Simulating a frailty assessment unit
This project has modelled the impacts of a dedicated unit for frail patients, and made recommendations based on a proven configuration.
Royal Cornwall Hospitals NHS Trust are working with the Acute Frailty Network to improve emergency care for frail older people. They also want to reduce the number of frail people in hospital and make the experience better for those who are admitted.
By providing specialist staffing and a bespoke clinical environment, a frailty assessment unit was suggested as a method of achieving these goals in the future. Joe Turner, an Information Analyst at the Trust, joined the HSMA programme to help underpin this decision with evidence.

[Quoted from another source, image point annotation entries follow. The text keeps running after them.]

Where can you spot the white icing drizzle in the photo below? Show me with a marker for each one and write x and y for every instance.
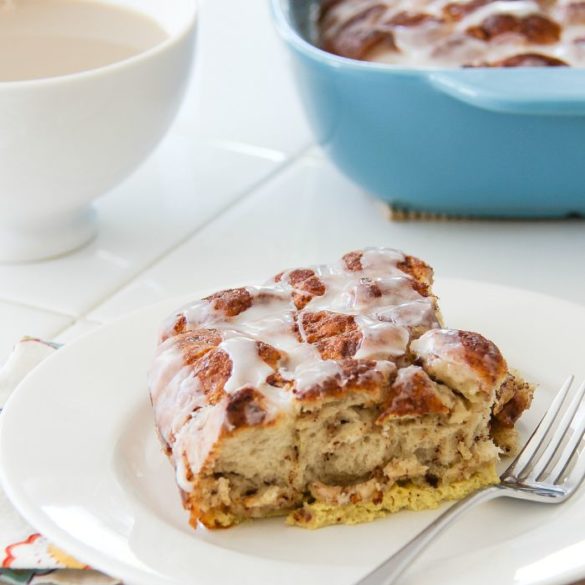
(443, 43)
(380, 298)
(248, 369)
(381, 340)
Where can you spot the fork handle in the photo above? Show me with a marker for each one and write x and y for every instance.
(389, 571)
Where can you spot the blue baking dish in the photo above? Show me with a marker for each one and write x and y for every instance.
(485, 142)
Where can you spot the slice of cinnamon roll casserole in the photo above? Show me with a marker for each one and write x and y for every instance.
(331, 394)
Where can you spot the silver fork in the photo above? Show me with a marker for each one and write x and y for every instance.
(549, 469)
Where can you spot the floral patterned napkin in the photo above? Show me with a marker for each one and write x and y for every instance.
(26, 556)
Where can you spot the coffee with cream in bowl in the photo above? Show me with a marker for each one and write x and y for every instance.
(48, 38)
(87, 90)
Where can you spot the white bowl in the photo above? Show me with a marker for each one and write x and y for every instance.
(66, 140)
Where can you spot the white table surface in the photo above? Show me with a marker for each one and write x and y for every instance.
(238, 191)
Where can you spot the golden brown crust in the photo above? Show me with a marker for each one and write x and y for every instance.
(413, 394)
(475, 33)
(530, 60)
(231, 302)
(514, 397)
(336, 336)
(483, 356)
(535, 28)
(358, 35)
(246, 408)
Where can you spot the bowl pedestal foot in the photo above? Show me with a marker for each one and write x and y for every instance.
(47, 238)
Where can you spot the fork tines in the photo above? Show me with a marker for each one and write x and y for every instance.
(551, 457)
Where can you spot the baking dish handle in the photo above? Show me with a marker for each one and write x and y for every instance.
(531, 91)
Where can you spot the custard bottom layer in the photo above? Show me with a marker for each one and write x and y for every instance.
(395, 498)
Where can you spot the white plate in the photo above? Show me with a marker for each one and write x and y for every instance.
(81, 462)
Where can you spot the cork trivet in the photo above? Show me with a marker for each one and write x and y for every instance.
(397, 213)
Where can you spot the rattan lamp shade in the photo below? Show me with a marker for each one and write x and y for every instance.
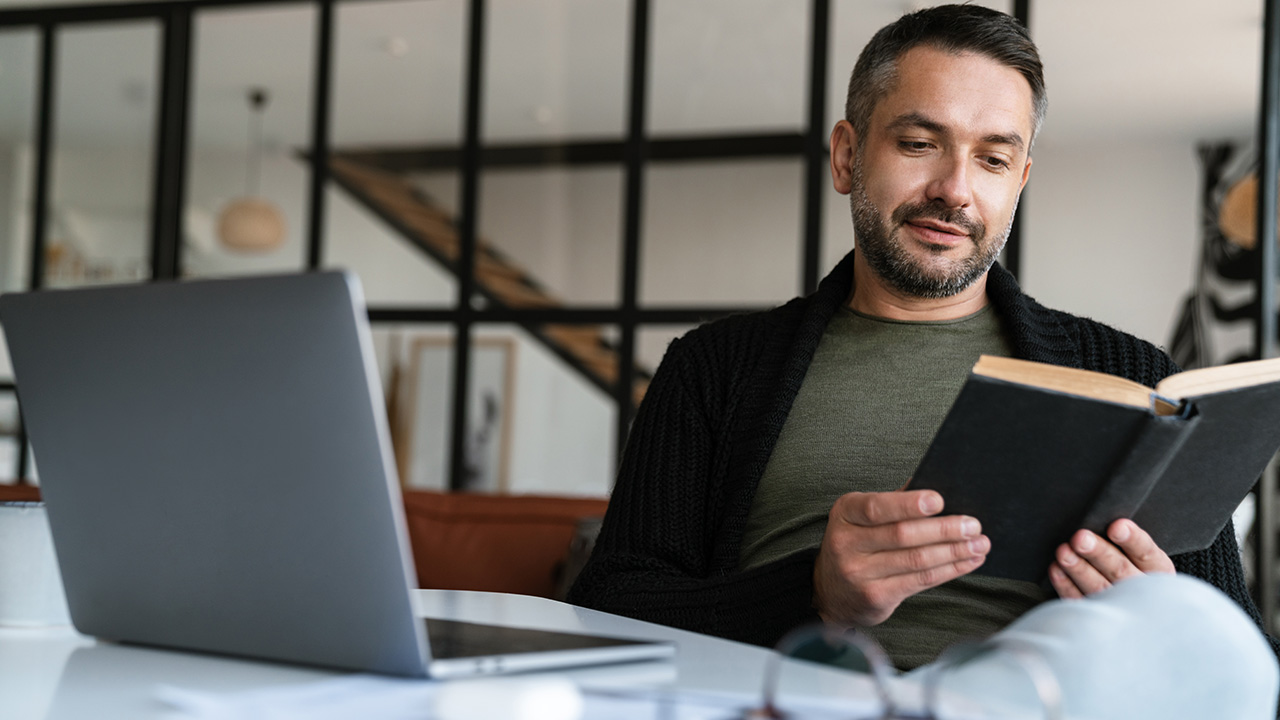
(251, 224)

Based on a year of admissions data, Joe worked with his HSMA mentor to create a model of the number of beds needed for frail patients. The model included emergency admissions and used a method called discrete event simulation; breaking down the way a system works into a series of small and related events.
This simulation allowed Joe to capture data on how bed occupancy would change throughout a typical year, both on the proposed frailty assessment unit and the existing medical assessment units. It also provided a robust insight into the percentage of these patients who would meet the 4 hour waiting time standard.
The results showed that a frailty assessment unit could reduce pressure on the standard accident and emergency system and if optimised correctly, would mean 94% of frail patients wait less than 4 hours in the emergency department.
The model also allowed Joe to explore other options, such as using the frailty beds for other short-stay patients when capacity is available, and changes to the size of the medical assessment unit.
By helping the Trust identify the resources needed to run an efficient and effective frailty unit, this project has provided information that can feed into future business plans. It has also developed a resource that can be used to re-assess these numbers when the Trust is ready to implement the new unit.